The server side SockJS is our own implementation so I checked with the reference sockjs-node implementation and could reproduce the same issue.
Steps to reproduce:
I'll use the example echo service from the https://github.com/sockjs/sockjs-node README. The poor network condition is simulated with a port-forwarding proxy.

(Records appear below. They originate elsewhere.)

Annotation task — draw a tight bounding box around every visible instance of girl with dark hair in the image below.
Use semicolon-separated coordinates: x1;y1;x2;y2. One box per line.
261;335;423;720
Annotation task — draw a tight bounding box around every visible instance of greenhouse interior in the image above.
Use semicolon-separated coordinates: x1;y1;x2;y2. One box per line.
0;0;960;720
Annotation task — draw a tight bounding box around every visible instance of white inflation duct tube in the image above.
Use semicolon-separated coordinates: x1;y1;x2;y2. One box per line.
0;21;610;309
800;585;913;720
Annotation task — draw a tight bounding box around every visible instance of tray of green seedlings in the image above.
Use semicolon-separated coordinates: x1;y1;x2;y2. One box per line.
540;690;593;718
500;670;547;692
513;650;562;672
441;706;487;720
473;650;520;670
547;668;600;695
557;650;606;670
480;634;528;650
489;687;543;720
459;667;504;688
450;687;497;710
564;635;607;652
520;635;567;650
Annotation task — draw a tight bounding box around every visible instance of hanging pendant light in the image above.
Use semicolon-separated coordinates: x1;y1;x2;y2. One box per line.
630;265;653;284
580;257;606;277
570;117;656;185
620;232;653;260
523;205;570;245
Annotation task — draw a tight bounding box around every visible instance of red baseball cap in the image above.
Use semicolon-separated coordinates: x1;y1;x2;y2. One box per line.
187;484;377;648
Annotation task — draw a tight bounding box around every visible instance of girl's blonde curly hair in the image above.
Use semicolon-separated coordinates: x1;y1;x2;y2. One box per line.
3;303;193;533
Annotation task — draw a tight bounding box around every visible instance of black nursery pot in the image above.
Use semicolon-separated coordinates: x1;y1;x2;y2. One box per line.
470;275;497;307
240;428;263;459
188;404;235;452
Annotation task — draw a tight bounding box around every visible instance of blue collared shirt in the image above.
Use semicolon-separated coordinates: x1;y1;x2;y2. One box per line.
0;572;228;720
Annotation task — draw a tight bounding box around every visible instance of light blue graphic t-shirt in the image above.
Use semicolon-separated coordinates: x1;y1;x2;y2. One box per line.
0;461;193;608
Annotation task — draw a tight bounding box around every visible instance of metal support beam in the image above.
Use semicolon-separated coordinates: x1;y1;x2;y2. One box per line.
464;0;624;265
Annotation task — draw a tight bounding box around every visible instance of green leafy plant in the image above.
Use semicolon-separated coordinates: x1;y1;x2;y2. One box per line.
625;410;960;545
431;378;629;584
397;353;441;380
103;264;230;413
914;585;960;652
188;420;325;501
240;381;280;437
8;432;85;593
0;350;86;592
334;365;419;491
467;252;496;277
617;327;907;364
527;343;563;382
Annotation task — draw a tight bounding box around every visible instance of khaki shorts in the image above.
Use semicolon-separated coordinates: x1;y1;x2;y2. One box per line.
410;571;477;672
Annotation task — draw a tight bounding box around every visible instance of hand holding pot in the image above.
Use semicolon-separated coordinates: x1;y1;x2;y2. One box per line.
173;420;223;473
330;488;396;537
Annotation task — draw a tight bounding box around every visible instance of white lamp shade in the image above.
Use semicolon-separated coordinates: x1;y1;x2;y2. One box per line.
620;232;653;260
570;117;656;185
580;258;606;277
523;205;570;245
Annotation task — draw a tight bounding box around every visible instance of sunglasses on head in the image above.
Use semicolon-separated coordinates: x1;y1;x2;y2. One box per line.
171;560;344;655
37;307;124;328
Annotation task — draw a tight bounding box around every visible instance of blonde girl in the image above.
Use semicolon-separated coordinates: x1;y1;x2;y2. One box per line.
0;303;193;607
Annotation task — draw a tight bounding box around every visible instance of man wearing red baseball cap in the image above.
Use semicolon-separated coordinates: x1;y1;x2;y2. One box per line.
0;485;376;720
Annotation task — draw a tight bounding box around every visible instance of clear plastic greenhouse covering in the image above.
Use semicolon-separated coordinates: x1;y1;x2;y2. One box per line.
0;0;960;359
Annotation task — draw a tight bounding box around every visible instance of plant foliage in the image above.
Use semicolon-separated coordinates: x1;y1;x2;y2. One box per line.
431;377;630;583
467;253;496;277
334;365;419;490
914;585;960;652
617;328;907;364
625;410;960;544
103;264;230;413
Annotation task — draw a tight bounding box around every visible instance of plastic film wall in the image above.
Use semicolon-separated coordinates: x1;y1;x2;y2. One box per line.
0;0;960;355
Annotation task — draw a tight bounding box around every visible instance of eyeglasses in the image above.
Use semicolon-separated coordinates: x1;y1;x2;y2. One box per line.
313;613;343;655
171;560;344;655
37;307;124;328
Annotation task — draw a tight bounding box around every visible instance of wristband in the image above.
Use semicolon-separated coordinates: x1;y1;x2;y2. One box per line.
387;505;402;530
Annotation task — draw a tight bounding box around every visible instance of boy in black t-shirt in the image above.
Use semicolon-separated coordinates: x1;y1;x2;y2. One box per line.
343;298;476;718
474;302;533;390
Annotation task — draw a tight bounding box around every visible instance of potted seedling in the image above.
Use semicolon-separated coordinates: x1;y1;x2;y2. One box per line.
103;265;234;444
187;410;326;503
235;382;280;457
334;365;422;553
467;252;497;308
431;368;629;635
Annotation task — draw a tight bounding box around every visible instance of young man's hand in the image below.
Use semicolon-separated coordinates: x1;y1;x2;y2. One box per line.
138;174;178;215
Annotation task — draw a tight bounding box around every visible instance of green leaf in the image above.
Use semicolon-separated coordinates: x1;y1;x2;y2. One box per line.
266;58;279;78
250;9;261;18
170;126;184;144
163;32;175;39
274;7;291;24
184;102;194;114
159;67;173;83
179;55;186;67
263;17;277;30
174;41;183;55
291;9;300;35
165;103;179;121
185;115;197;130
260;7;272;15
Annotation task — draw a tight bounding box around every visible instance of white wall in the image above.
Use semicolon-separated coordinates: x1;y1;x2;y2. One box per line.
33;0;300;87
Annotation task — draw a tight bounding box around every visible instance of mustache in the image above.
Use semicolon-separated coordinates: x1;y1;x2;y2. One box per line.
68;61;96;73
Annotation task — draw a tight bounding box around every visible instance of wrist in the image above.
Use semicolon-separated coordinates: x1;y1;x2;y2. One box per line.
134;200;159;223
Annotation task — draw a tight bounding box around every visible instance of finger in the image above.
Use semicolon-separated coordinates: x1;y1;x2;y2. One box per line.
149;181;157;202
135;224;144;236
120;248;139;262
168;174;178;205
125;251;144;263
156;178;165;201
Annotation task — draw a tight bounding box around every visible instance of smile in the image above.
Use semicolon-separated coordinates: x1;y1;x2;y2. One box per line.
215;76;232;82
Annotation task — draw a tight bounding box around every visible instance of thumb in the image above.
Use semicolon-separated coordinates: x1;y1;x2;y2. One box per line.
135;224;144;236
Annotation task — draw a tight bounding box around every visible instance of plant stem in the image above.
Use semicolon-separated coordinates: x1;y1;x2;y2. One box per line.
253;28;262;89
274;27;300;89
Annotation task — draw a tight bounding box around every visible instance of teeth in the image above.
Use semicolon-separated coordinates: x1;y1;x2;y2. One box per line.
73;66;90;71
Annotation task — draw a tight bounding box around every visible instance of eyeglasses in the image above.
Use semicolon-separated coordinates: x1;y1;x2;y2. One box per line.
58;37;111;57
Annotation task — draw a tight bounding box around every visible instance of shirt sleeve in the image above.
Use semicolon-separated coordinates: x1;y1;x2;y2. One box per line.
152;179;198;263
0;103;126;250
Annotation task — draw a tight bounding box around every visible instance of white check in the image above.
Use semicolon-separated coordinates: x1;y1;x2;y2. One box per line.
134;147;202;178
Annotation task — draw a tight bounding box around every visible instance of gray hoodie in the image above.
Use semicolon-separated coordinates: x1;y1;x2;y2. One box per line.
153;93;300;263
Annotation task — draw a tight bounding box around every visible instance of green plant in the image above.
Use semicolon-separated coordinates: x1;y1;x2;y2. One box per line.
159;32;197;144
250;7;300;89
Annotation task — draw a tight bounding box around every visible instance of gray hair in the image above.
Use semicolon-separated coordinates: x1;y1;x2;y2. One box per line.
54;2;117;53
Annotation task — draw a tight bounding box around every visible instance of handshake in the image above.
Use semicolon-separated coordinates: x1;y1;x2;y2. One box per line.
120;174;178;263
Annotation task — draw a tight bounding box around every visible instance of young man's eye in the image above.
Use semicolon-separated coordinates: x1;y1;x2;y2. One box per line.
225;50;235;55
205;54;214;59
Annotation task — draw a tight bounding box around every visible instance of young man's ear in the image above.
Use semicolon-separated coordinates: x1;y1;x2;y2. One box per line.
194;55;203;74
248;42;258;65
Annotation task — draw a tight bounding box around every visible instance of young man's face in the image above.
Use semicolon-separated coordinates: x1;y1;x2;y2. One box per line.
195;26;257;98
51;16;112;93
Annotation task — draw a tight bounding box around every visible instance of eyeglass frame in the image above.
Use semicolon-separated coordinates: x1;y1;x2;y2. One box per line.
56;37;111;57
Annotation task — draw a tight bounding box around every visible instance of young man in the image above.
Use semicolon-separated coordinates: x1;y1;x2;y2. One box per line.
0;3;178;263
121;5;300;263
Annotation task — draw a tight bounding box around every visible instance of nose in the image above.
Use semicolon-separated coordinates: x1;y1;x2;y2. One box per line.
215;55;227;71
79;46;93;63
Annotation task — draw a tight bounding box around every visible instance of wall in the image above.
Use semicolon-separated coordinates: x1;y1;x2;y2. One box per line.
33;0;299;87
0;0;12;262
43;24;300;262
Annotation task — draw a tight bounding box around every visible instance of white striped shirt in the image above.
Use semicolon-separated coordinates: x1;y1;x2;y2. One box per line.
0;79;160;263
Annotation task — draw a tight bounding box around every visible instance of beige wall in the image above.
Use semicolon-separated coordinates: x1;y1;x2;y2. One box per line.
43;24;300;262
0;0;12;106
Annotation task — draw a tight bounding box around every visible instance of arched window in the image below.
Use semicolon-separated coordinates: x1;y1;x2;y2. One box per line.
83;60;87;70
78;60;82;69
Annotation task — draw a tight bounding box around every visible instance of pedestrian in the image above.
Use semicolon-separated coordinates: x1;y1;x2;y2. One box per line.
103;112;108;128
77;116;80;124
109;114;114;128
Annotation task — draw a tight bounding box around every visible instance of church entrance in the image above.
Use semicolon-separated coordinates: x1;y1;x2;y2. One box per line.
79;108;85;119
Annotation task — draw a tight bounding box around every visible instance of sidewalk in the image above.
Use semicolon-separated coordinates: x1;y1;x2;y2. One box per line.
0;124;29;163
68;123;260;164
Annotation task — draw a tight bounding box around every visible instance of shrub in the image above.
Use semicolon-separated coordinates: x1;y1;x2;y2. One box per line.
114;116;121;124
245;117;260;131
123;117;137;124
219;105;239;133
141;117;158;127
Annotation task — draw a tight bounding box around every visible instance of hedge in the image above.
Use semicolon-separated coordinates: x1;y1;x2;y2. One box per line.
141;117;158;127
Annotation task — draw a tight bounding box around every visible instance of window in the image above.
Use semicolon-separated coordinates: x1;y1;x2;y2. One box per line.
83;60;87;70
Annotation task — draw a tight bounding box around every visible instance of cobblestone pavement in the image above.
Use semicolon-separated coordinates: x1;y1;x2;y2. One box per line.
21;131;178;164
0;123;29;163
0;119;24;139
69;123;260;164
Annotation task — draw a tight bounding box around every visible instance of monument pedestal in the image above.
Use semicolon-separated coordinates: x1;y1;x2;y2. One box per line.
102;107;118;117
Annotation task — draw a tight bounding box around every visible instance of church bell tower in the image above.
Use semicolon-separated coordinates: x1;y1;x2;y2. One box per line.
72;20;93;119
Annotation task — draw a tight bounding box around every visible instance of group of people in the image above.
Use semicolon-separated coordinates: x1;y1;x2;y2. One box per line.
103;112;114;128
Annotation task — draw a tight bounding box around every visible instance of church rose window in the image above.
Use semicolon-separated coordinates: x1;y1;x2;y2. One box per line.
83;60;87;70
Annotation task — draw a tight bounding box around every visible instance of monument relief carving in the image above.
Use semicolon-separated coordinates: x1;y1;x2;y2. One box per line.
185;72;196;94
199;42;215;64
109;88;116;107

- Start server on port 9999
- Start port forward on localhost from 9998 to 9999
$ curl -X POST localhost:9998/echo/000/000/xhr
open frame$ curl -X POST localhost:9998/echo/000/000/xhr
poll$ curl localhost:9998/echo/000/000/xhr_send --data '["Hello"]' -H content-type:text/plain
poll returns, server is waiting 5 seconds for next poll before close- Send SIGSTOP to the proxy. The port will stay open but data sent will be buffered by the OS
$ curl -X POST localhost:9998/echo/000/000/xhr
poll, does not reach server$ curl localhost:9998/echo/000/000/xhr_send --data '["World!"]' -H content-type:text/plain
hangs- Wait 5 seconds so that server drops connection
- Send SIGCONT to port forward. This will cause the /xhr and /xhr_send requests to be delivered (hopefully in this order). The /xhr request will open a new connection with the same session_id (return code 200) and the /xhr_send will send the message (return code 204), most probably causing havoc in the application layer protocol.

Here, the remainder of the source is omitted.